Muchas personas dudan de cuándo es el momento de pedir ayuda profesional para poder superar momentos difíciles de nuestra vida o saber si padecemos algún tipo de trastorno mental. La respuesta más sencilla sería decir que cuándo no puedas tú sólo y te sientas superado por cualquier situación ha llegado el momento de pedir ayuda. A veces esta tarea no es fácil así que le podemos prestar atención a algunas señales significativas que nos pueden ayudar a tomar la decisión.
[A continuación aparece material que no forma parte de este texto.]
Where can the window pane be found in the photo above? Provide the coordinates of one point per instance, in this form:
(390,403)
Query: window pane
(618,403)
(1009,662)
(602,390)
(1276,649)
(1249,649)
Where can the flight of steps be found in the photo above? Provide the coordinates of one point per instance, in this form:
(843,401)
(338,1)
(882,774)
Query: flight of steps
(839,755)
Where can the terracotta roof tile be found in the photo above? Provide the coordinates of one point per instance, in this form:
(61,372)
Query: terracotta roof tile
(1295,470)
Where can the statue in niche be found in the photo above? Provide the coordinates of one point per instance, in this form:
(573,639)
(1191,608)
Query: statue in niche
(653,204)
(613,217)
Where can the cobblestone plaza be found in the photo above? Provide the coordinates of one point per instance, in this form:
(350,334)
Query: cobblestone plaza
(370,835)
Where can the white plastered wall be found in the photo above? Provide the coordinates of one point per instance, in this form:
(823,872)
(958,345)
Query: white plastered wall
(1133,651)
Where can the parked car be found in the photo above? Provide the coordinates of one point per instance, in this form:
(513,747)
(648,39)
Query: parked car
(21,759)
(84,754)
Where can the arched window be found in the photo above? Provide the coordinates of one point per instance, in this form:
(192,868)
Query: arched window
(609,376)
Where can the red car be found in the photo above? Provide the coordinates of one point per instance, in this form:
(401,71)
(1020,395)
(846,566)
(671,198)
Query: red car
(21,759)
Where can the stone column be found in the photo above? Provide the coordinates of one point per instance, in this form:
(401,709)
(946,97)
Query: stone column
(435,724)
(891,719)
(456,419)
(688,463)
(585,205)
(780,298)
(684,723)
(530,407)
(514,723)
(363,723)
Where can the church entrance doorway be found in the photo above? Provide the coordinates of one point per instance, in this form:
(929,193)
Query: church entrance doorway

Si nos encontramos con dolencias físicas de lo más variopintas, cuando el cuerpo nos avisa de qué no está bien, pero, incluso acudiendo a todos los médicos que creas convenientes no se va ese malestar físico. Eso significa que muy probablemente estemos SOMATIZANDO, es decir, expresando el malestar emocional a través del cuerpo.

Otra señal de alerta suele ser nuestro entorno. Las personas que nos conocen notan y pueden ver rápidamente si estamos mal o si hemos cambiado ciertos comportamientos. Si las personas mas cercanas no nos ven bien es un buen indicador para pedir ayuda.

También es un buen momento para pedir ayuda cuando la vida nos trae momentos difíciles como una muerte significativa, una enfermedad física, un divorcio o separación de la pareja, estrés en el trabajo, etc.

Otro indicativo y casi el más importante es que nuestra rutina se vea alterada por lo que nos esté pasando, si no podemos seguir con nuestra vida habitual y asumir nuestras responsabilidades o en los casos más graves, si se ve afectada nuestra autonomía.

Otra motivación, no menos importante es cuando sentimos que está todo bien, pero nos falta algo, entonces habrá llegado el momento de empezar un proceso de desarrollo personal, que no va ligado necesariamente a sentirse mal sino a un anhelo de conocerte a tí mismo, reflexionar y darte cuenta de cómo eres y de porque actúas como lo haces y las consecuencias que tiene eso en tu vida. Es una necesidad de responsabilizarte de quién eres y empoderarte de tu propia esencia para poder ser la mejor versión de ti mismx.